Development of a reference standard to assign bacterial versus viral infection etiology using an all-inclusive methodology for comparison of novel diagnostic tool performance

Clin Infect Dis. 2025 Jan 3:ciae656. doi: 10.1093/cid/ciae656. Online ahead of print.

Abstract

Background: Diagnostic test evaluation requires a reference standard. We describe an approach for creating a reference standard for acute infection using unrestricted adjudication and apply it to compare biomarker tools.

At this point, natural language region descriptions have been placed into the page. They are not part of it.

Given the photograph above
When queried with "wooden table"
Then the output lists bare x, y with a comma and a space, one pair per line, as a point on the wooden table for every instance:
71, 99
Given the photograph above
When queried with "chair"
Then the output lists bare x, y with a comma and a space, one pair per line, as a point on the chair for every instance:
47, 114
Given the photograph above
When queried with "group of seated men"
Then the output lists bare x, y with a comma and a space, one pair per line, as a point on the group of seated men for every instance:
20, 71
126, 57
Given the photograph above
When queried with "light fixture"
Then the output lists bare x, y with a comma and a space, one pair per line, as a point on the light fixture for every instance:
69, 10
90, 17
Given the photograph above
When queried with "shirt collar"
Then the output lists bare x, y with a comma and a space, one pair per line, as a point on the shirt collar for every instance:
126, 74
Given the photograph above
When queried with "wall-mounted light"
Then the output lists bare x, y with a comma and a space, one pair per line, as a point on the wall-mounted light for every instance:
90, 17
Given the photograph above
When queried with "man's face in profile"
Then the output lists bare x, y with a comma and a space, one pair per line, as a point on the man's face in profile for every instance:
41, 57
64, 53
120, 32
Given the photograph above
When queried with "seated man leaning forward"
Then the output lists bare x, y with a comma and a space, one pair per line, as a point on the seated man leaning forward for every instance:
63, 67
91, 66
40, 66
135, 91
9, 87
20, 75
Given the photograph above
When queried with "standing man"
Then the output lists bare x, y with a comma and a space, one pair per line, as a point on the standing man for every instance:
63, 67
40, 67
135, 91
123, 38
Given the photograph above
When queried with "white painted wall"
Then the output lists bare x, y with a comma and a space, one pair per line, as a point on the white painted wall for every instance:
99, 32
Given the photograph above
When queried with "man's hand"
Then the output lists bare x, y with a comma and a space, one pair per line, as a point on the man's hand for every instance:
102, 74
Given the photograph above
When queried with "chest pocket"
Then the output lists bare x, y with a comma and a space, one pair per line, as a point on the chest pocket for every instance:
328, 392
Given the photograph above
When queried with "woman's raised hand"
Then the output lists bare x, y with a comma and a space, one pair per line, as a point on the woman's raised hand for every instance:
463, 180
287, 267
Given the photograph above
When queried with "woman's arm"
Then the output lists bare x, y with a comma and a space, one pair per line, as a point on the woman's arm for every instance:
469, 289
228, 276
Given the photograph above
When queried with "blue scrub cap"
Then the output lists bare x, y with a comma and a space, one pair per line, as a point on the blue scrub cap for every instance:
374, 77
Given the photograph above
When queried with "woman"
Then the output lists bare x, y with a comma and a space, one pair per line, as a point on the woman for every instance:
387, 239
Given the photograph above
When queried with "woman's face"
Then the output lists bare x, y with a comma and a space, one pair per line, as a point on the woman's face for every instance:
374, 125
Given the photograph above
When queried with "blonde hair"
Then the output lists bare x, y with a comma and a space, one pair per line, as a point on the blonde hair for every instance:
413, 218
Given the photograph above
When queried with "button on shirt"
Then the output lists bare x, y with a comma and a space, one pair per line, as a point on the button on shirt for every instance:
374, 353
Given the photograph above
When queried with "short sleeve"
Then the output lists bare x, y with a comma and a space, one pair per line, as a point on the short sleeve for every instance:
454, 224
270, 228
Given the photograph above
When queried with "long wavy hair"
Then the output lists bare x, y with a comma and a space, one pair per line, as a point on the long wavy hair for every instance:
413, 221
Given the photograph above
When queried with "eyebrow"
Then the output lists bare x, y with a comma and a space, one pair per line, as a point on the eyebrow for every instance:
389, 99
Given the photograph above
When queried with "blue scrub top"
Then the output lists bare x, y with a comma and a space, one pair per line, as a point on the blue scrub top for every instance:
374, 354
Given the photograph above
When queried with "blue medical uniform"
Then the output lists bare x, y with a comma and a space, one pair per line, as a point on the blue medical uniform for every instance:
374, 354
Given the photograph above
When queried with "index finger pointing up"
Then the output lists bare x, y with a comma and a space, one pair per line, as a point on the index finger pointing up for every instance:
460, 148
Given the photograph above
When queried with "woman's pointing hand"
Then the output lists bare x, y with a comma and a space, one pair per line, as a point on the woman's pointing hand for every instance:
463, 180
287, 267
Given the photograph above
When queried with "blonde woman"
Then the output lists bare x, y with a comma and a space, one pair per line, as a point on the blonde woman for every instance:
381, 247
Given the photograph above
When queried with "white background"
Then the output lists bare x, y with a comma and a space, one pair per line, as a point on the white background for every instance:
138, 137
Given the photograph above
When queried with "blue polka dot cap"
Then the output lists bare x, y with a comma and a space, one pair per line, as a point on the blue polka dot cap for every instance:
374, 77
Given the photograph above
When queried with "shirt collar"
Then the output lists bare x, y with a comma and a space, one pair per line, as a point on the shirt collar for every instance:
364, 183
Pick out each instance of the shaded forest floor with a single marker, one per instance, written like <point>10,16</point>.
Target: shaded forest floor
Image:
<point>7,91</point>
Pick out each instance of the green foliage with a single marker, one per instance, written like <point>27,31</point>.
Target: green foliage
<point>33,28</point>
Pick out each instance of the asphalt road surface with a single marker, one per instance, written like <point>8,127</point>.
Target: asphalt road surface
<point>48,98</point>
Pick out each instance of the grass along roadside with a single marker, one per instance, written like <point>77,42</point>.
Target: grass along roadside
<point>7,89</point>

Methods: Adults and children with suspected acute infection enrolled in three prospective studies at emergency departments and urgent cares were included. Adjudicators, blinded to C-reactive protein, procalcitonin, and MeMed BV (MMBV), labeled each case (bacterial/viral/non-infectious/indeterminate). Initial adjudication involved 3 adjudicators. Reference standard cohorts were defined: Microbiologically confirmed (3/3 adjudicators concur with high confidence and a concordant microbiological finding), unanimous (3/3 adjudicators concur with high confidence), suspected (3/3 adjudicators concur with high/moderate confidence or 2/3 adjudicators concur with high confidence) and all-inclusive (remaining unlabeled cases were reviewed by up to 7 additional adjudicators until reaching a leading label).

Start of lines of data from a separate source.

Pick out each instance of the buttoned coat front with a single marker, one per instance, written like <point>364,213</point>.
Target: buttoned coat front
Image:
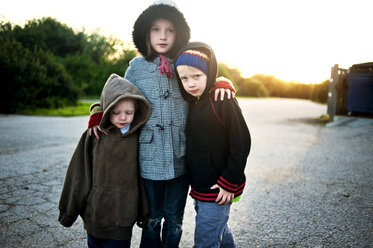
<point>162,139</point>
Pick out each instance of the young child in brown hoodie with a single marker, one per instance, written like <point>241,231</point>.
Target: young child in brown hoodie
<point>103,183</point>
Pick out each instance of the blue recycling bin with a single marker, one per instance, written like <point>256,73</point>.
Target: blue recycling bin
<point>360,92</point>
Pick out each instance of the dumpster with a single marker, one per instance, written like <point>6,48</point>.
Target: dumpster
<point>360,88</point>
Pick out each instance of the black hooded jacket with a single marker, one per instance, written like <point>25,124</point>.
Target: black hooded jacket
<point>218,139</point>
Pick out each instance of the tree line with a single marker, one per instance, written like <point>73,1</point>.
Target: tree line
<point>47,64</point>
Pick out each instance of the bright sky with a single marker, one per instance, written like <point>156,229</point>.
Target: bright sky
<point>297,40</point>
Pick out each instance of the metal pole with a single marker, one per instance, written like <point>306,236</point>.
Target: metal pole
<point>332,94</point>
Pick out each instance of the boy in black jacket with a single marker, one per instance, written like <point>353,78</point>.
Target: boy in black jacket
<point>218,144</point>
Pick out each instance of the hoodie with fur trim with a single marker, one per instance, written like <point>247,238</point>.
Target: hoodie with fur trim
<point>103,183</point>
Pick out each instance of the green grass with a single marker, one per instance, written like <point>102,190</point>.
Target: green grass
<point>82,108</point>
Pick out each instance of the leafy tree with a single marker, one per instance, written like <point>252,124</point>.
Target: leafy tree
<point>48,35</point>
<point>252,87</point>
<point>31,79</point>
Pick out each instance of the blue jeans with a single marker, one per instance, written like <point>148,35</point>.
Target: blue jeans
<point>94,242</point>
<point>211,226</point>
<point>167,200</point>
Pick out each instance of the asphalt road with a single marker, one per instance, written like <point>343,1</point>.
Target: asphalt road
<point>308,185</point>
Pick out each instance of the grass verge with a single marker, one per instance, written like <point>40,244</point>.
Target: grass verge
<point>81,109</point>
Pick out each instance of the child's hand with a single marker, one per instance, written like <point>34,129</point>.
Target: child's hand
<point>224,85</point>
<point>224,196</point>
<point>95,128</point>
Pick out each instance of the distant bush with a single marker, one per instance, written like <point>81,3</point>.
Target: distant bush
<point>30,79</point>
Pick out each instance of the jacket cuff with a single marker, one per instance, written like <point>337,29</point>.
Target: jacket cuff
<point>95,117</point>
<point>230,187</point>
<point>224,83</point>
<point>66,221</point>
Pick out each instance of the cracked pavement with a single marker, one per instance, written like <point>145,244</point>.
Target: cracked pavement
<point>308,185</point>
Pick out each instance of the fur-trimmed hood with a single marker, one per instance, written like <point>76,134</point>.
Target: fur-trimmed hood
<point>159,10</point>
<point>116,88</point>
<point>212,68</point>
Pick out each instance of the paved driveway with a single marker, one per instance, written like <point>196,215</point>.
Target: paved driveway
<point>307,185</point>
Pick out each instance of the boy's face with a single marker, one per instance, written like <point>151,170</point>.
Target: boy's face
<point>162,36</point>
<point>194,80</point>
<point>122,113</point>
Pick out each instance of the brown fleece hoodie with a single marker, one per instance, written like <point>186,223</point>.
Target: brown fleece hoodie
<point>103,183</point>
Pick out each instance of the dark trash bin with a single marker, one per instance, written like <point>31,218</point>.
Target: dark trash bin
<point>360,88</point>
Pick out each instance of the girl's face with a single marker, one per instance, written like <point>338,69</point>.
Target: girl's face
<point>162,36</point>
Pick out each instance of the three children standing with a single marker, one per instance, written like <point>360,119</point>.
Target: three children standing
<point>159,32</point>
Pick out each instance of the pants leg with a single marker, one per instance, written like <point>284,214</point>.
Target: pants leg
<point>150,236</point>
<point>176,193</point>
<point>211,226</point>
<point>167,200</point>
<point>94,242</point>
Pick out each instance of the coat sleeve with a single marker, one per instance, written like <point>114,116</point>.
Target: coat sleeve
<point>78,183</point>
<point>232,178</point>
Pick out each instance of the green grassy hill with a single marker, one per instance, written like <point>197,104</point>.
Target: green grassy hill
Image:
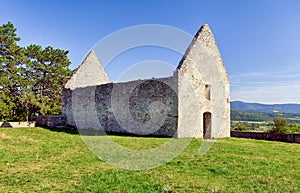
<point>40,160</point>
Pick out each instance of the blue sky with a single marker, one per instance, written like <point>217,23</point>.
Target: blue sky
<point>258,39</point>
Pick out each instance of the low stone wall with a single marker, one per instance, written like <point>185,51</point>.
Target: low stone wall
<point>292,138</point>
<point>17,124</point>
<point>50,121</point>
<point>141,107</point>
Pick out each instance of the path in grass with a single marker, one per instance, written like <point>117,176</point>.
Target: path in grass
<point>39,160</point>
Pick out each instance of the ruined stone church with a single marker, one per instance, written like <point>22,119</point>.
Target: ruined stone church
<point>192,103</point>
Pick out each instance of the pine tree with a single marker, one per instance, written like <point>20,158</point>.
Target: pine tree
<point>11,56</point>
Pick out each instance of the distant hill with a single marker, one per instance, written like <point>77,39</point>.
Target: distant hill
<point>258,107</point>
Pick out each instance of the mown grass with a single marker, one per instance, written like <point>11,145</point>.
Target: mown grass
<point>40,160</point>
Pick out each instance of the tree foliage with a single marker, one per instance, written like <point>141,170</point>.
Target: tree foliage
<point>31,78</point>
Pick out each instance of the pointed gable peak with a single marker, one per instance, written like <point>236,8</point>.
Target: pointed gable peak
<point>89,73</point>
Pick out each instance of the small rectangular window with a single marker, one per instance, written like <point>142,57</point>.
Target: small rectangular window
<point>207,92</point>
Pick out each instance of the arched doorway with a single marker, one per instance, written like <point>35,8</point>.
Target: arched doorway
<point>207,125</point>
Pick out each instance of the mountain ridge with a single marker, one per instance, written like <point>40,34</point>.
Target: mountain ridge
<point>260,107</point>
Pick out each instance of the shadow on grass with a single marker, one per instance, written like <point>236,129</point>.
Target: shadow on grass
<point>66,129</point>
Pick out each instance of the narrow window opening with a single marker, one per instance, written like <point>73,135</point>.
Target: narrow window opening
<point>207,92</point>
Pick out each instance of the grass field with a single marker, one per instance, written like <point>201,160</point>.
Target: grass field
<point>40,160</point>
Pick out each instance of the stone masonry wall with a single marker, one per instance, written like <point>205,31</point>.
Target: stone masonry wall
<point>142,107</point>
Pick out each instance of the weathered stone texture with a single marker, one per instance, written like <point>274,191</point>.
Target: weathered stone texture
<point>143,107</point>
<point>202,67</point>
<point>173,106</point>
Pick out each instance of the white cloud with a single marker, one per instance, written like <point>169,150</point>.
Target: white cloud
<point>267,87</point>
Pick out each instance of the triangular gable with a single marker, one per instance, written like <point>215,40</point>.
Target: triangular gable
<point>89,73</point>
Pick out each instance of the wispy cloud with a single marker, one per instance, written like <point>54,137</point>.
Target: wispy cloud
<point>266,87</point>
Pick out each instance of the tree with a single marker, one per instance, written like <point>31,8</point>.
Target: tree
<point>49,69</point>
<point>11,57</point>
<point>31,78</point>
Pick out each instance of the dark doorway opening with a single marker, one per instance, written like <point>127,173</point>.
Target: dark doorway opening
<point>207,125</point>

Results: Among 1016 patients, 156 difficult-to-diagnose cases required over 3 adjudicators. The area under the receiver operating characteristic curve in the microbiologically confirmed (n=427), unanimous (n=565), suspected (n=860) and all-inclusive (n=1016) cohorts for MMBV were 0.98 (95% confidence interval 0.94-1.00), 0.98 (0.95-1.00), 0.95 (0.92-0.98) and 0.90 (0.87-0.93), respectively, and for procalcitonin were 0.69 (0.57-0.81), 0.77 (0.68-0.86), 0.74 (0.68-0.80) and 0.70 (0.65-0.75), respectively. A delta in performance between MMBV and procalcitonin was maintained across the different cohorts.

Conclusion: Creating a reference standard that includes difficult-to-diagnose cases demands an approach to addressing diagnostic uncertainty in acute infections. Tool performance depends on the reference standard applied and decreases as the difficulty to diagnose increases, highlighting the importance of using the same reference standard when comparing tools.

Keywords: Adjudication-based reference standard; diagnostic performance; diagnostic tool; difficult-to-diagnose cases; infection etiology.